Comparison of self-supervised in-domain and supervised out-domain transfer learning for bird species recognition
Houtan Ghaffari, Paul Devos
TL;DR
The paper investigates whether in-domain self-supervised pretraining offers advantages over ImageNet-supervised pretraining for bird species recognition when labeled data are limited. It uses VICReg-based SSL trained on BirdCLEF2021 to pretrain a ResNeXt-50 backbone and evaluates downstream performance on the WMWB bird dataset, comparing against ImageNet-pretrained and random-initialized baselines under 1% and 10% labeled data. The results show that in-domain SSL pretraining significantly outperforms ImageNet baselines, with the VICReg-full finetuned model achieving the best scores; the gains persist even with very small label sets. The work highlights the practicality of domain-specific SSL in bioacoustics and suggests that larger, domain-focused SSL models could broadly improve data-efficient audio recognition tasks.
Abstract
Transferring the weights of a pre-trained model to assist another task has become a crucial part of modern deep learning, particularly in data-scarce scenarios. Pre-training refers to the initial step of training models outside the current task of interest, typically on another dataset. It can be done via supervised models using human-annotated datasets or self-supervised models trained on unlabeled datasets.

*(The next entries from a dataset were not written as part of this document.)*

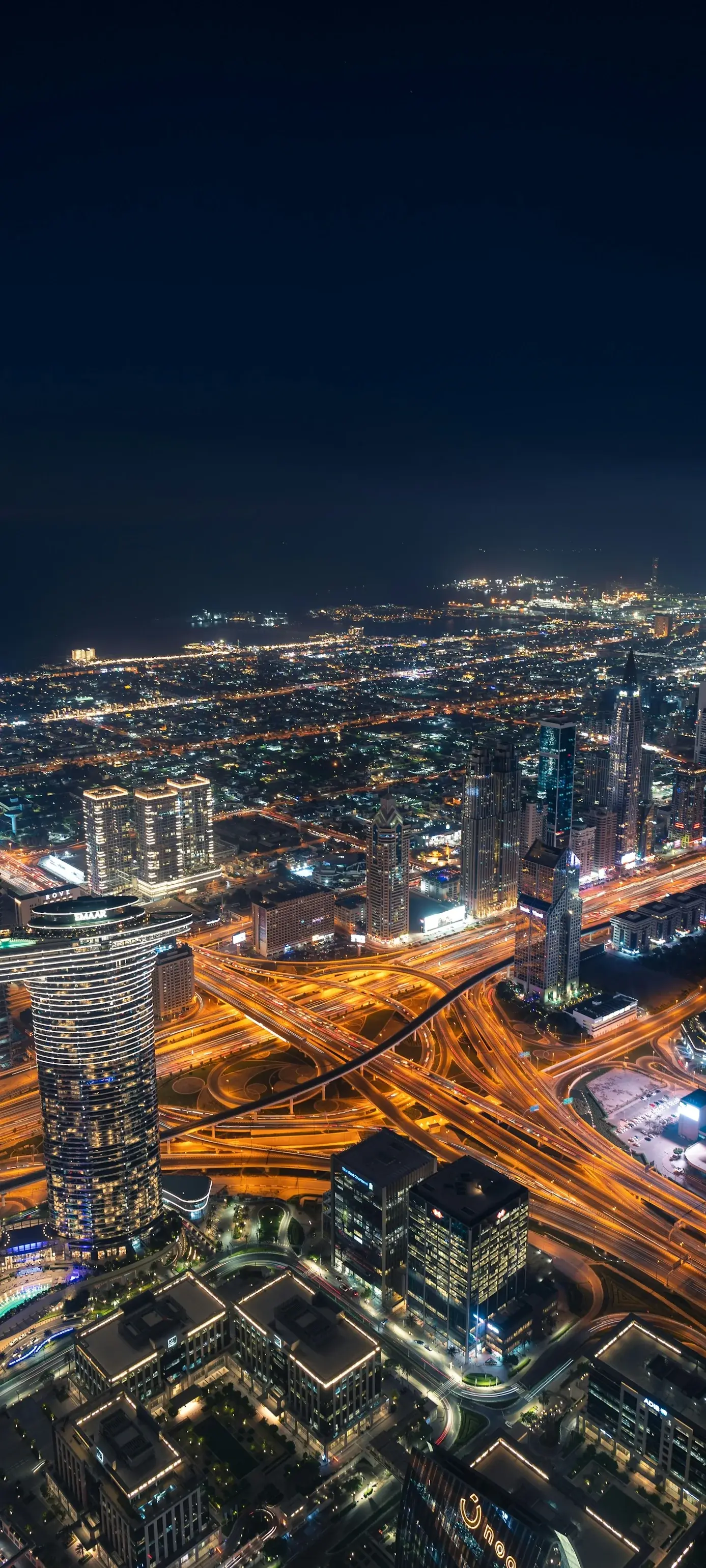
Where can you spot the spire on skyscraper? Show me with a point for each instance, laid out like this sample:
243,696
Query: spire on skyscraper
630,673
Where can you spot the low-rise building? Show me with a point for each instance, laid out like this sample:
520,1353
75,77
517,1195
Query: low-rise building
160,1341
663,921
173,982
647,1399
114,1464
321,1370
598,1015
289,919
371,1208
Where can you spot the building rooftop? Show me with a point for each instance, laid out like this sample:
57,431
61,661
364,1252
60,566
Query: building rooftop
605,1006
126,1443
308,1322
383,1159
697,1098
511,1480
660,1368
147,1322
270,901
470,1190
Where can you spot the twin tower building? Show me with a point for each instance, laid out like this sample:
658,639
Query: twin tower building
89,968
542,874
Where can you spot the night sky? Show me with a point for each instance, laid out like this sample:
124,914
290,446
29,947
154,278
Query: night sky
302,305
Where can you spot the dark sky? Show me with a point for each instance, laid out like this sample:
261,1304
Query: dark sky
309,303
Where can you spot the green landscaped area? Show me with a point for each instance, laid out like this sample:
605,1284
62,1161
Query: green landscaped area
227,1448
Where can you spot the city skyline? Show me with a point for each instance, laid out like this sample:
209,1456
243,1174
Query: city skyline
354,788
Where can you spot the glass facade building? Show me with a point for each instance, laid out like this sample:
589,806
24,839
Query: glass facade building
107,828
645,1401
548,925
466,1252
454,1518
492,830
89,968
556,780
388,874
627,736
371,1206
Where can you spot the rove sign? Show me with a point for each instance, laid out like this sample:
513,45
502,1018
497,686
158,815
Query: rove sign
493,1547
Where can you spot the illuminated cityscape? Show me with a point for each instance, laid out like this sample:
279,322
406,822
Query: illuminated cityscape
222,924
354,789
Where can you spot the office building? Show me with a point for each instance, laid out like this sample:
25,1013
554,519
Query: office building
107,830
603,1013
156,1344
369,1209
490,830
605,822
700,734
453,1517
150,1506
388,874
532,825
627,736
5,1031
321,1370
89,968
663,921
548,925
688,800
556,780
195,824
289,919
647,1398
584,846
159,847
173,982
468,1248
595,783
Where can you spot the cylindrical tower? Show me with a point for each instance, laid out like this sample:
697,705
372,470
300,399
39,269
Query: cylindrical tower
89,968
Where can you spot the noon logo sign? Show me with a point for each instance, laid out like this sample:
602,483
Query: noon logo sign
473,1518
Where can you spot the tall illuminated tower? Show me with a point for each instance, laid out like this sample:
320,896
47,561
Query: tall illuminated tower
556,781
700,738
195,822
89,968
627,736
492,830
388,874
107,828
160,858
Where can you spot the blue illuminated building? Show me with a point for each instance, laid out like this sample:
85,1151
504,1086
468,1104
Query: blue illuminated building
556,780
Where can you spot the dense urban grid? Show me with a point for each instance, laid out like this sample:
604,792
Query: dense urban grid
354,1089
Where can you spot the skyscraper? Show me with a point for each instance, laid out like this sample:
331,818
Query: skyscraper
454,1517
597,770
627,736
700,736
159,841
388,874
89,968
107,828
490,830
556,781
195,822
688,800
548,931
468,1248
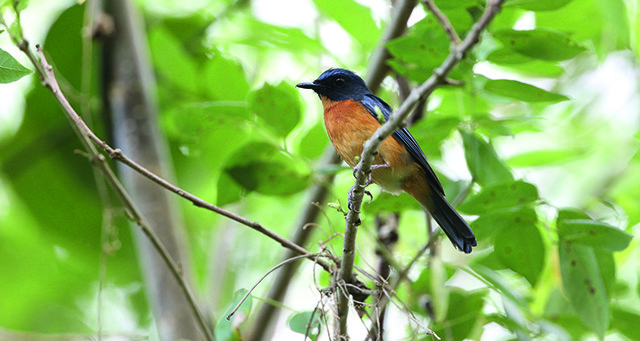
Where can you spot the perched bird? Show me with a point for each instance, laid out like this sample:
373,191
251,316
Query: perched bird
351,116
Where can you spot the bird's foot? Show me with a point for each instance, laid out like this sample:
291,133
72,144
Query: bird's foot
369,181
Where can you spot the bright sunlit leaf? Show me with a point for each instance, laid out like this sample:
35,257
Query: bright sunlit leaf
522,91
546,44
596,234
278,106
505,194
484,164
582,284
10,69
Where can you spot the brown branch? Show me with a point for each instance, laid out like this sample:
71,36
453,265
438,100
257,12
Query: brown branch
98,160
118,155
279,265
371,146
378,67
444,21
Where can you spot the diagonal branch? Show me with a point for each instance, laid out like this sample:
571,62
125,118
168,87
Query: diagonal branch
444,21
48,78
118,155
371,147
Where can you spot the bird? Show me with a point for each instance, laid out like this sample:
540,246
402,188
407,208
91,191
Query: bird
351,116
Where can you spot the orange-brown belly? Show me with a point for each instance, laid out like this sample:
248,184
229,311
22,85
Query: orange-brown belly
349,125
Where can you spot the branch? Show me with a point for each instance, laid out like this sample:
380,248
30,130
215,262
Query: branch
49,80
118,155
444,21
378,67
371,149
244,298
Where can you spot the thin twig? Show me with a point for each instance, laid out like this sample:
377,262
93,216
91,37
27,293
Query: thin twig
118,155
371,146
244,298
444,21
99,161
378,67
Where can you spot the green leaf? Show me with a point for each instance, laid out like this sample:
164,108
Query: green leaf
626,322
522,91
431,133
506,194
278,106
520,247
354,18
593,233
602,24
583,286
446,4
20,5
490,223
483,162
10,69
246,30
512,60
306,323
229,330
540,43
607,266
224,79
228,191
463,312
268,170
537,5
171,61
420,51
544,158
191,121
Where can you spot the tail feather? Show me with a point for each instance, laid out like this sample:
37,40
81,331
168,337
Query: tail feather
453,225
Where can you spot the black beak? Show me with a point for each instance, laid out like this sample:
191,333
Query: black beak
307,85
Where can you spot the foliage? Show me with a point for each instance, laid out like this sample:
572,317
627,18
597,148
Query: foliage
549,179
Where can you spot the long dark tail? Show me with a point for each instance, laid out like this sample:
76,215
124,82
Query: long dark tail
452,223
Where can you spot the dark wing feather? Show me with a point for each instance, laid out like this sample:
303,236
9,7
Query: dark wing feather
371,101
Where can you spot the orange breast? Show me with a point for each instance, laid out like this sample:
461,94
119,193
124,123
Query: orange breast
349,125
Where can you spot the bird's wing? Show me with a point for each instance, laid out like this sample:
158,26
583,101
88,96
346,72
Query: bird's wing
375,106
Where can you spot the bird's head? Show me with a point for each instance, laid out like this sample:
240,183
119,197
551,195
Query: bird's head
338,85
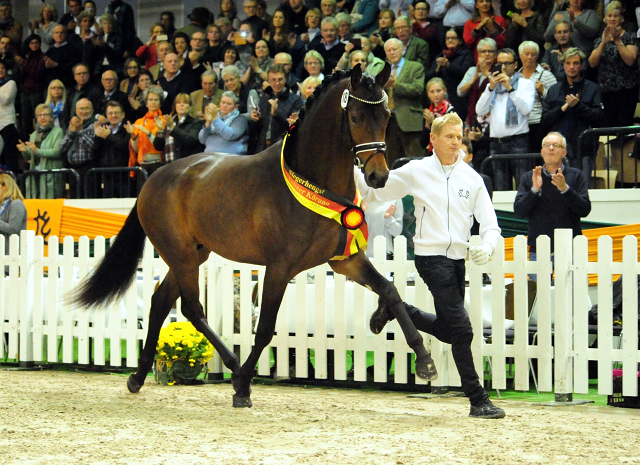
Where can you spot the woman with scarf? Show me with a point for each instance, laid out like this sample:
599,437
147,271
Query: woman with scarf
450,66
440,106
177,135
42,150
225,129
141,150
13,213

In both cases, many pre-trained models are available to fine-tune for the task of interest. Interestingly, research has shown that pre-trained models from ImageNet can be helpful for audio tasks despite being trained on image datasets. Hence, it's unclear whether in-domain models would be advantageous compared to competent out-domain models, such as convolutional neural networks from ImageNet. Our experiments will demonstrate the usefulness of in-domain models and datasets for bird species recognition by leveraging VICReg, a recent and powerful self-supervised method.